Poems from a sci-fi dreamscape, lyrics from the edge of a nonchalant apocalypse, Daniel Brenner’s June is hallucination of beauty and narrative. It warns us of a disaster, that “June is coming / Let every city hear / Every umbrella / & every ant ear,” then lulls us into its ravaged world.
June is Brenner’s second book of poetry (his first, The Stupefying Flashbulbs, was also published by Fence). Like Flashbulbs, this second collection offers a world where narrative, grammar, and logic all come and go, rising up familiarly for a few lines then dispersing again, something thrilling and unrecognizable in their place.
He lies here
Because of fertile
Seaside gardens
& klaxon
Sounds
Green & add
No dazzled salamanders
We’re drawn into these poems by the briefest of stories, a recognizable character and setting, only to have them washed away by the “klaxon / Sounds” and “dazzled salamanders.” This is not, however, wordplay for the sake of wordplay (even when the rhythm and beauty of the language is enough to sustain itself, as is often the case). Instead, through the culmination of single-page poems, a grander world is built, a sustained reality explored with sensitivity and wit.
Some ideas repeat. There is a massive flood, although the specifics of it (“We know what caused the flood / But we forgot”) remain obscure. There is also a war, “a blood of a world in my war,” one with indistinct sides and an indistinct purpose. There are violent pioneers (a group the speaker joins, if only briefly) coming and going, as well as a holy type of figure, Xi An, who sometimes suggests hope. Body snatchers stalk us and salamanders constantly slither through. These motifs are politically loaded: the environmentalism of the flood, the ceaseless reality of modern warfare, the colonialism of pioneers. Yet Brenner seems to urge against any political reading, often upsetting what we might expect of those images. “I am following the flood / In my car / Take me to that green place again,” the speaker declares. “Xi An I am flying a kite / Out in the locusts.” This is a world we are not meant to parse or explicate, but to experience as is.
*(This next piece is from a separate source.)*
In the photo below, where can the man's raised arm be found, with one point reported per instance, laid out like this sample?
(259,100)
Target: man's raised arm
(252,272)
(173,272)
What we do experience is dense language, tight lines resonating with fresh beauty and sharp images. Brenner leans on internal rhymes and lines that often restrain themselves to two or three words, compacting an incredible amount of musicality into the brief poems. “Evil blood I know you are the / Night we put under / To light our wet windows,” and
How about a wall of flowers
Trees are free to go
Into rain & start chemical
Training on trains
To lean
The world of June is visually alive, even if the images are built of unfamiliarity. In the flooded reality of the poems, we are left with the flotsam and refuse of the world we knew, so “That morning we drank tea / From the skull of the mushroom princess / Like lambs.” The words, joyfully, don’t seem to do what we expect of them.
Yet, Brenner asks us to be comfortable with this uncomfortable life, one where morphine is a consistent topic and the speaker sleeps through classes on flood preparation. Perhaps this is the clearest link between the bizarro world of June and our own. “Things like good N evil / Are irrelevant,” the speaker declares. “I mean it doesn’t matter anymore / We are on the team with / Masks.” In all the talk of economic, political, environmental, and spiritual collapse, it’s unclear, sometimes, if we are on the edge of disaster or living in it already, yet we still tend to the mundane, calm and acquiescent. “Dead everywhere / War / Wanton butchery,” one poem describes before asking “Will June never come / Has June come already.” While Brenner never sets to answer the question, he does give us these eerily familiar songs, a “chorus of storms” worth returning to as “We gaze at the mountain anyway / Contemplating how good the soup was.”